What Are the Baby Steps?

“Dave Ramsey’s 7 Baby Steps will show you how to save for emergencies, pay off all your debt for good, and build wealth. It’s not a fairy tale. It works every single time!”

Baby Step 1*
Save $1,000 for your starter emergency fund.

Baby Step 2 *
Pay off all debt (except the house) using the debt snowball.

Baby Step 3 *
Save 3–6 months of expenses in a fully-funded emergency fund.

Baby Step 4 *
Invest 15% of your household income in retirement.

Baby Step 5 *
Save for your children’s college fund.

Baby Step 6 *
Pay off your home early.

Baby Step 7 *
Build wealth and give.


Where does Dave Ramsey go wrong?

Out of the seven baby steps, there are five that stand out to me the most that you should question thrice before following:

Baby Step 1: Save $1,000 for your starter emergency fund.

The $1,000 emergency fund problem is that it's a high-risk fund while you’re paying off all of your debt. You need more than $1,000 to cover yourself while you pay off your debt. One emergency (e.g., medical, car repair, kid expense, school expense, ticket, etc.) can wipe an entire fund like this out cold.

I talk about this more in Baby Steps 2 & 3.

Baby Step 2: Pay off all debt (except the house) using the debt snowball.

Instead of jumping the gun and paying off all of my debt when I got my first job out of college, I focused on building a one-year emergency fund and investing. It was the best decision I ever made because you can’t get one thing back, and that’s time — the most salient factor for an investor.

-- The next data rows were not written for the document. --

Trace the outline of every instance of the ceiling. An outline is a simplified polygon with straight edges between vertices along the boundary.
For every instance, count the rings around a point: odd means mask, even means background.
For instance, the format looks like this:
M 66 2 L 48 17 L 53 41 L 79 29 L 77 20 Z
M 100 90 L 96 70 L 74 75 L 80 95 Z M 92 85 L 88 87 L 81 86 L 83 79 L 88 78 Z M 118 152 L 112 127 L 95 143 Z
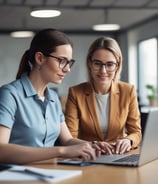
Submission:
M 61 10 L 54 18 L 33 18 L 33 8 Z M 158 0 L 0 0 L 0 32 L 53 27 L 91 32 L 94 24 L 117 23 L 121 30 L 158 18 Z

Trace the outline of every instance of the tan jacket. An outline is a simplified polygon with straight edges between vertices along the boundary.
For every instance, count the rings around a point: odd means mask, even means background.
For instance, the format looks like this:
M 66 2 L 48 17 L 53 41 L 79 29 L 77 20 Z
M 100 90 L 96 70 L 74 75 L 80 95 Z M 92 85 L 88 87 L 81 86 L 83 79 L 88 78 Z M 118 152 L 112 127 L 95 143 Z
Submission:
M 65 117 L 73 137 L 88 141 L 132 140 L 132 147 L 141 141 L 140 112 L 133 85 L 113 82 L 110 91 L 110 111 L 107 137 L 104 138 L 96 111 L 95 93 L 90 83 L 82 83 L 69 89 Z

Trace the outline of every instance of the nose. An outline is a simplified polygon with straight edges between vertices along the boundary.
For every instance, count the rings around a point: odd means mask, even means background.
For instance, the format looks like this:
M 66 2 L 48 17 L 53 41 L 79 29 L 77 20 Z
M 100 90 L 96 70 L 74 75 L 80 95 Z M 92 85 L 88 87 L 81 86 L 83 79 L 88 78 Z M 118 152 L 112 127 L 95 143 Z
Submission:
M 68 72 L 70 72 L 70 71 L 71 71 L 70 66 L 69 66 L 69 64 L 67 64 L 67 65 L 63 68 L 63 72 L 68 73 Z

While I funded my one-year emergency fund, I invested and paid down my debts. Now, I know it sounds like major context switching is occurring here, but I’m an innate multi-tasker, and it worked exceptionally well for me.

The problem with focusing on paying down all your debts is once you’ve paid everything off, you don’t have anything in your investments or savings (and you also lost out on the magic of compound interest working for you). I wasn’t going to give up a golden nest egg for debt.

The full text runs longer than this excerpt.